Media Tool Project #3: Simple Game X Scratch
While supply teaching in southeast London last year, I subbed a lot of Grade 4 and 5 classes where time is allocated towards "computer literacy" or "computer studies" and had to lead basic lessons on how to create simple games using the Scratch program. Luckily, all I had to do was put up a powerpoint with instructions on how to do so and the students instinctively and readily followed them. Feeling quite useless, the kids were more familiar with the program than I was and since I was essentially there to supervise them and make sure they were on task, I did not have time to experiment with the program myself. For this reason, I decided to further experiment in game making using the program, Scratch, for my final media tool project and experience the thrill associated with serious play that I observed amongst the students.

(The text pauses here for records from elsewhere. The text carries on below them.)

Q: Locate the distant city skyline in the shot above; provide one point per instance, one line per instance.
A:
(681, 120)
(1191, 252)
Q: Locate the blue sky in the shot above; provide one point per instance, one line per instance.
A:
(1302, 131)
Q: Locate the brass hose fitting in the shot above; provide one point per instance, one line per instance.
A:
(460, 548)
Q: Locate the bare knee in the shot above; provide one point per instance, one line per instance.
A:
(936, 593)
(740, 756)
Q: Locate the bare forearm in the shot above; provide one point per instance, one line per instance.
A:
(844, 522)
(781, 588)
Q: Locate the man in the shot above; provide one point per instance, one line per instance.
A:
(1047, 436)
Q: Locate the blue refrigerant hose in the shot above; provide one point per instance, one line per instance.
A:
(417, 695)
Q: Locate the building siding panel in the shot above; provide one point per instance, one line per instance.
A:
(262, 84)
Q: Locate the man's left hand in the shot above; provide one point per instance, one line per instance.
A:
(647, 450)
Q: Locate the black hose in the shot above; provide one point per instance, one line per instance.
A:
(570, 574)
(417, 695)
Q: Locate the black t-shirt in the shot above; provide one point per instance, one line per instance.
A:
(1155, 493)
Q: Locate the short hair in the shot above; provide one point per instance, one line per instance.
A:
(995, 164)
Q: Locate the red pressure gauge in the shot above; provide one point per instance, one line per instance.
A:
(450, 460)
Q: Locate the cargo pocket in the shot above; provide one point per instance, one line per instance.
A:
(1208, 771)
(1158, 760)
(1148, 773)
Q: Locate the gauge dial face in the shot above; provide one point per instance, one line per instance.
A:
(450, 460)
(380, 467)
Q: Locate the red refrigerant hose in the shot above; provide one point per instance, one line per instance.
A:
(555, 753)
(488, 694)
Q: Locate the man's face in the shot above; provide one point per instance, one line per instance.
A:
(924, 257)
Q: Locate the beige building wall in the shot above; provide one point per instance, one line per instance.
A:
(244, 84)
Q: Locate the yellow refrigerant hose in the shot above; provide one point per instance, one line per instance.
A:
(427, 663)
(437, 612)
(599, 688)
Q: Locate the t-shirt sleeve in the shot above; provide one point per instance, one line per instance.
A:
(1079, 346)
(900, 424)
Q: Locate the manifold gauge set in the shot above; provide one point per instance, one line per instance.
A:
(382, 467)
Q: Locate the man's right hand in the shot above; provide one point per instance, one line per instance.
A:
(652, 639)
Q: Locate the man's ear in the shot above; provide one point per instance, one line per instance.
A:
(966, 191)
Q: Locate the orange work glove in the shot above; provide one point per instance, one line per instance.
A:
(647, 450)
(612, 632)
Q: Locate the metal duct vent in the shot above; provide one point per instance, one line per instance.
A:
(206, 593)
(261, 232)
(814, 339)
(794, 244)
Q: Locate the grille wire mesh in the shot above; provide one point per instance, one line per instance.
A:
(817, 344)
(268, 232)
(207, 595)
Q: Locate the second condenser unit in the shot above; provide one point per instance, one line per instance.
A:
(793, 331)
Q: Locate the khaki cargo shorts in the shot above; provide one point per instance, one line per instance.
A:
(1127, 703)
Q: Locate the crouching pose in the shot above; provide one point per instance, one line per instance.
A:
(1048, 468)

When I opened the program for the first time, I noticed how different the language was. I did not know what sprites were and what the controls on the left side of the screen outlining commands meant. Since there were no clear cut instructions on what to do, I tried playing some of the widgets, but it got me no where. Thus, I ended up consulting some Youtube videos on how to make basic games using Scratch and discovered a wonderful powerpoint by Barb Ericson from Georgia Tech University on how to do so. Each slide outlined the step-by-step process on how to animate your sprite(s), which essentially is the character in your game. It made me think of the various elements involved in creating a game: the mission/task/journey/quest, the character(s) involved, the setting/scenes, the movements involved, the sound effects and even the text.

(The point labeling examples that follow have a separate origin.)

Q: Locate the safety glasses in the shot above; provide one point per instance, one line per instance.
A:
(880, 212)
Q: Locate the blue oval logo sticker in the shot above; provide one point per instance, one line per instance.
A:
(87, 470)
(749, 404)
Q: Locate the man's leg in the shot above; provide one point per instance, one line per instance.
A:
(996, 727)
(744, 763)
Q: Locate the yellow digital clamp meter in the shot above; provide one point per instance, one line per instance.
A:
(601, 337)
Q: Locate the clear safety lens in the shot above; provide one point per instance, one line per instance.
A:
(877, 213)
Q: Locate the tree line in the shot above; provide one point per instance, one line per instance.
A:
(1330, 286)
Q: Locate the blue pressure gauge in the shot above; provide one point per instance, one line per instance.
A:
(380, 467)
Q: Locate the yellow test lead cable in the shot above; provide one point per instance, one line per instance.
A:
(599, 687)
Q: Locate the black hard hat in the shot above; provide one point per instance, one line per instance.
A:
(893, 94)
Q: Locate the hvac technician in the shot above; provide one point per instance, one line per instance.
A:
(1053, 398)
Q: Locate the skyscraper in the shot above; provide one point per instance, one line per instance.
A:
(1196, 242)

After figuring out what these "codes" meant and interacting with them, I am glad to say that I truly felt the positive effects of ludic epistemology where I would learn how to successfully program a move, task or action using trial-and-error and never really worried about how the final product looked like. It felt so great, after a few minutes of trying to figure out how to get the sprite to do something, to actually be successful in that endeavour, and I was interested in the next action I was going to program. This was only possible through the aid of Youtube/blog tutorial videos on Scratch though. I wonder if children could have actually created a game without external guidance like I required. I was more concerned with being able to create a simple game that actually works, despite being obsessed with visual aesthetics. I know my game is quite limited in that I just have one main sprite who can only move left and right to catch a falling object and that even the speeds are quite slow. There's not much depth to my game at all, but that's okay since I'm a complete beginner. Since I am quite new to coding and tried to experiment with sound, I didn't get too mad about being unsuccessful with adding sound effects to my sprites or being a horrible artist and consequently unable to prettily draw original sprites and scenes myself. If I had more time, I could definitely play around with the widgets and see how I can up-level my game. That can be the premise of the subsequent lesson as well: how do you up-level your game?

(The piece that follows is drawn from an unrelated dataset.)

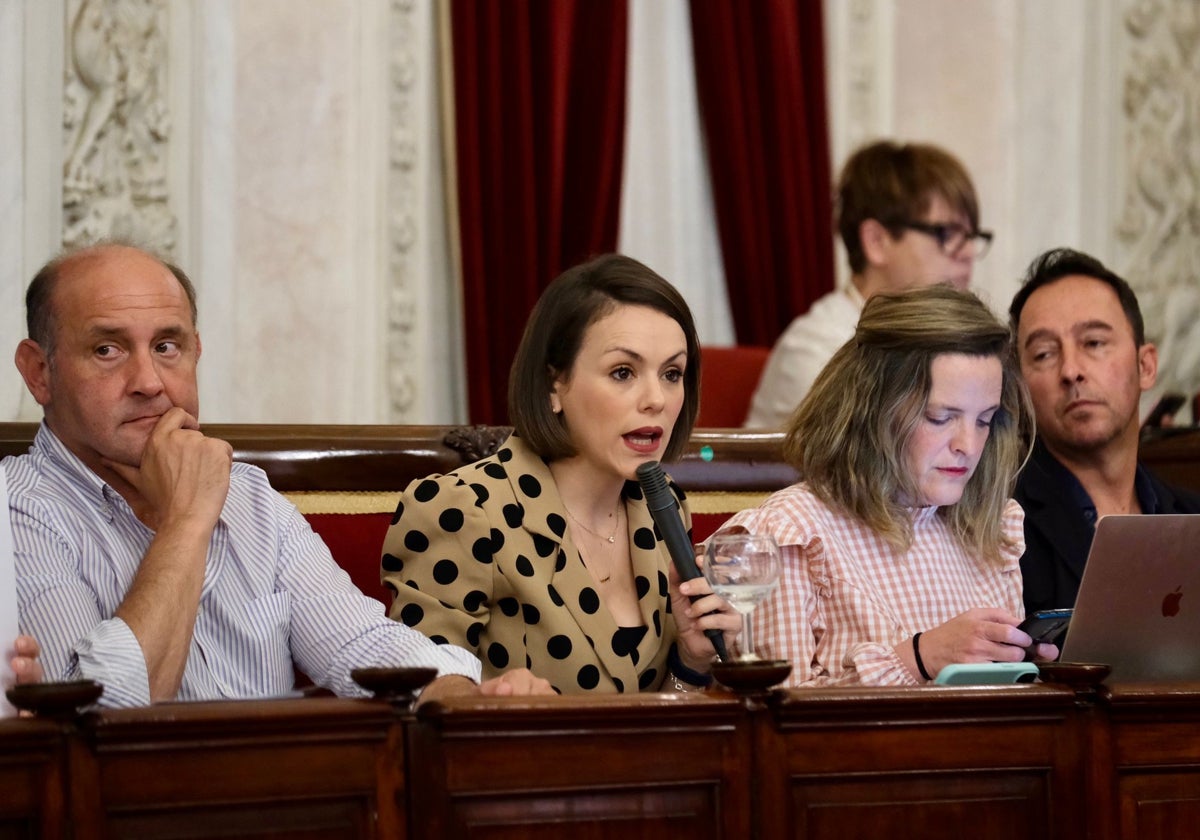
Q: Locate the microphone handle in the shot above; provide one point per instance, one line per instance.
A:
(684, 558)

In addition to this, I also realized the value of constructivist learning and Papert's concept of constructionism and how game-making or coding a game using programs like Scratch provide transformative learning opportunities where students engage in serious play with technology and game-building to communicate a task or mission. If educators can find ways to make this game-building relevant and connected to curriculum concepts they learn in class, students would become more engaged and active participants in their learning, especially since they get to make something to exhibit their understandings and share it to a wider audience. I also feel like the online Scratch community is large and super helpful. What's great about Scratch is how easy it is to share and to join the online community. The fact that Scratch is quite accessible and free to download/use definitely shows it can be catered to a vast audience. There are so many games that have been shared by other students, educators, computer programmers and other individuals where serious play and deep learning can occur. It is truly reminiscent of the ideas mentioned in the critical making readings, which emphasizes active learning and shared acts of making where the Scratch online community exemplifies a community of making and active engagement.
Although I won't be using Scratch for my final project, I will definitely consider how I can use it as a possible model or tool that educators can use to address social justice issues with respect to finding Ontario Curriculum connections, especially since this constructive learning process can ultimately lead to deep learning opportunities. With regards to the gender gap in games, I feel that Scratch is not particularly associated with any gender group. Both the boys and girls in the classes I've supplied seemed equally engaged with game-making and playing games on Scratch. There is a pretty even number of games uploaded on Scratch that seem to be created by both gender groups. As a result, it can be a great media tool to engage both gender groups in game development.
My final product: "Catch the Cheese"
The aim of the basic game is to catch the cheese before it hits the floor in order to feed Jerry. You can do this by using the left and right arrow keys to move Jerry. Will you be able to catch all the slices of cheese and make sure Jerry doesn't go hungry?